Press Releases

    SG/SM/9297
                                                                                                                            11 May 2004

    Franklin D. Roosevelt Constant Source of Inspiration to All Who Work at UN, Secretary-General Says in Video Message on Receipt of four Freedoms Award

    NEW YORK, 10 May (UN Headquarters) -- Following is the text of Secretary-General Kofi Annan’s video message on receipt of the Four Freedoms Award, which was presented at a ceremony in Middleburg, Netherlands, on 8 May:

    I am so sorry not to be with you in person today.  The Four Freedoms Award is a very great honour, which has special meaning for me because of its connection with Franklin and Eleanor Roosevelt.

    FDR is a hero, and a constant source of inspiration, to all of us who work at the United Nations.

    The United Nations had many founders.  But he, beyond doubt, was pre-eminent among them.

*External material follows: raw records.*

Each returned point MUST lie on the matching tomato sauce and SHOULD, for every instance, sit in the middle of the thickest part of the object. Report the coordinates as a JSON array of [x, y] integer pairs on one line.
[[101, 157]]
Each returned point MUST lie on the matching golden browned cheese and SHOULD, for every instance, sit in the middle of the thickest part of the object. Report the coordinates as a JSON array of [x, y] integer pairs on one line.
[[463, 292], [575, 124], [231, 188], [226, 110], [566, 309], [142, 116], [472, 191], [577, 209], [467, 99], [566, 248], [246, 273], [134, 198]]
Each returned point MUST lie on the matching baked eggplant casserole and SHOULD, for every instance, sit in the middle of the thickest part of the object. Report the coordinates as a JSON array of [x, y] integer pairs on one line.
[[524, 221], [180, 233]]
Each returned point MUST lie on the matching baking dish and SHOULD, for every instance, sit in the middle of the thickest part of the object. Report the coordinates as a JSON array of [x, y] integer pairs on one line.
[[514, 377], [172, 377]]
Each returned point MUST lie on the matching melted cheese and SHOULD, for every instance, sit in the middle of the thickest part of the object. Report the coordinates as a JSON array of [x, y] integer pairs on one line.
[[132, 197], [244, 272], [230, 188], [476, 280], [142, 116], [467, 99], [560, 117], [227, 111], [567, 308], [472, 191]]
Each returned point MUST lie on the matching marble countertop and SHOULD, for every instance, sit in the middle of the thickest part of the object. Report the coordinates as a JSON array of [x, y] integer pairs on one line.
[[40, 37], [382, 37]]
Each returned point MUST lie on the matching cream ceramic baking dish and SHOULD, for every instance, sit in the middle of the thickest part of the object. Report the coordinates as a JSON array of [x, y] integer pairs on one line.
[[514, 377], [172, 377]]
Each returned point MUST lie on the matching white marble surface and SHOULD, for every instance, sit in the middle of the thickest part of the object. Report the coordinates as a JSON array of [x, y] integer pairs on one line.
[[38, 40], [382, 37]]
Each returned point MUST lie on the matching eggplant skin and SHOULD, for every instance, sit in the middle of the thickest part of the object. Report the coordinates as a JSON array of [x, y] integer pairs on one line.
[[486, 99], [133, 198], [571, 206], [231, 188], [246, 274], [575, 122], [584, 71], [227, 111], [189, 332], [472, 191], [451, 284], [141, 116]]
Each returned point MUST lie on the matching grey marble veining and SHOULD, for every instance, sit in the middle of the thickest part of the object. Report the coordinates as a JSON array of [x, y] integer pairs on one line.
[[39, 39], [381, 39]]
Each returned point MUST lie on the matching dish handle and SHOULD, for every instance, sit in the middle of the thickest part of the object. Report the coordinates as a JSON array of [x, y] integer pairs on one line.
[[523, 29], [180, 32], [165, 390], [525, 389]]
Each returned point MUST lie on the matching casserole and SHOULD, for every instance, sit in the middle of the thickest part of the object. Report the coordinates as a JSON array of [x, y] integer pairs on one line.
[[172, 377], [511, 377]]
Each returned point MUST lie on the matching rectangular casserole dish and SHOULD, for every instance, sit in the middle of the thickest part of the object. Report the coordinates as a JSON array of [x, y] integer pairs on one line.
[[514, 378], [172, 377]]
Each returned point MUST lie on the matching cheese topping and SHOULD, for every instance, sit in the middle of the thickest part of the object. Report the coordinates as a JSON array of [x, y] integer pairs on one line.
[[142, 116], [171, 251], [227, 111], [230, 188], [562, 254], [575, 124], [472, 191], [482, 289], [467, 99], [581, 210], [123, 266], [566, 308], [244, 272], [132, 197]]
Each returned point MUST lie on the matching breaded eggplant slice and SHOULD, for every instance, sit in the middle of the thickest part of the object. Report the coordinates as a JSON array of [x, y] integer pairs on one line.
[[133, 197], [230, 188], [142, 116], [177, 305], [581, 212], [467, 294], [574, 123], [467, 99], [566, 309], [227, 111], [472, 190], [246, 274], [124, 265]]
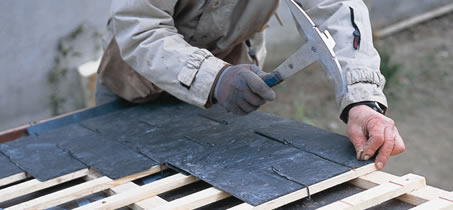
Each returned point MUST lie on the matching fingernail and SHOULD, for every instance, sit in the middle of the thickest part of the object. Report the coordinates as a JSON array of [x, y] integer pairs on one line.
[[359, 154], [380, 165]]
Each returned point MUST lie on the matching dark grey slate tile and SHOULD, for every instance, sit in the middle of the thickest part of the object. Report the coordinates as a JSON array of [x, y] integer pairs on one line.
[[43, 161], [325, 144], [7, 168], [107, 156]]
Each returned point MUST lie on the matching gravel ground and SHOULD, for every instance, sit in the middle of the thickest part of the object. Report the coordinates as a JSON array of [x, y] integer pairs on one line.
[[419, 95]]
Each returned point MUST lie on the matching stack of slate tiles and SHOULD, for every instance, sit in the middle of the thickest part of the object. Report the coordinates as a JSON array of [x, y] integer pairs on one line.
[[256, 158]]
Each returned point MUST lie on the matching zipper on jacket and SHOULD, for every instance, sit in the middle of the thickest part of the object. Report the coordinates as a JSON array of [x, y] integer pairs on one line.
[[252, 52], [357, 35]]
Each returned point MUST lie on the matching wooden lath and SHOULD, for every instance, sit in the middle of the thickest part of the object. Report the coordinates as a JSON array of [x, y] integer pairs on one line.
[[380, 187]]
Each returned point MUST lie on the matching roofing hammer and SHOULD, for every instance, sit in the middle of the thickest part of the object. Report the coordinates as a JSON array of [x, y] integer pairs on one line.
[[319, 47]]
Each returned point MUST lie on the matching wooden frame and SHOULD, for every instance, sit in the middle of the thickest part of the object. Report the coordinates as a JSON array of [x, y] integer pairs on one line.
[[380, 187]]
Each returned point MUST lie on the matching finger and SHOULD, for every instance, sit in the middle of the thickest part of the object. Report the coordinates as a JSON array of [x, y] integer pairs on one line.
[[258, 86], [253, 99], [399, 144], [358, 139], [387, 147], [257, 70], [375, 141]]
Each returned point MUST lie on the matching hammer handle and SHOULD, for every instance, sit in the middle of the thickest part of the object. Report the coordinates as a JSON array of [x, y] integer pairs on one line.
[[272, 79]]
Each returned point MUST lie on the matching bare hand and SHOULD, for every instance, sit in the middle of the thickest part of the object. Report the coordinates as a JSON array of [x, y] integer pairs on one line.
[[371, 131]]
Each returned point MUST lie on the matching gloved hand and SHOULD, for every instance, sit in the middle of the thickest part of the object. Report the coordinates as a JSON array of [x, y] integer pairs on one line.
[[241, 90]]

    He it was who, in the midst of the epic struggle against Nazi barbarism and aggression, determined that neither America nor the world should ever have to go through such a conflict again.

    He it was who vowed to build a permanent global security system, which in the future would curb any tendencies towards aggression before they got out of hand.

    He saw that United States interests would best be served by binding the other great Powers into a system of collective security, which would, as the Charter puts it, "save succeeding generations from the scourge of war".

    Sadly, he did not live to see the Organization come into existence.  But before he died, he had persuaded other world leaders to share his vision.

    No less important, he had persuaded his own countrymen to do so -- Republicans as well as Democrats.  Ever since then, American Presidents of both parties have worked with other countries, in and through the United Nations, to achieve things that were important both for America and for the world.  The United Nations is not, and should never be, an issue of partisan politics, in any of its Member States.

    Nor should we forget Eleanor Roosevelt’s towering contribution to the Universal Declaration of Human Rights, which started the United Nations on its other great destiny, as the forum for setting worldwide norms and standards.

    The Four Freedoms that FDR had proclaimed are the very core of that Declaration, as they are of the United Nations Charter.

    Their importance for democracy, and for the world in general, cannot be denied.

    So once again I thank you for this great honour, and I thank Her Majesty Queen Beatrix for honouring this ceremony with her presence.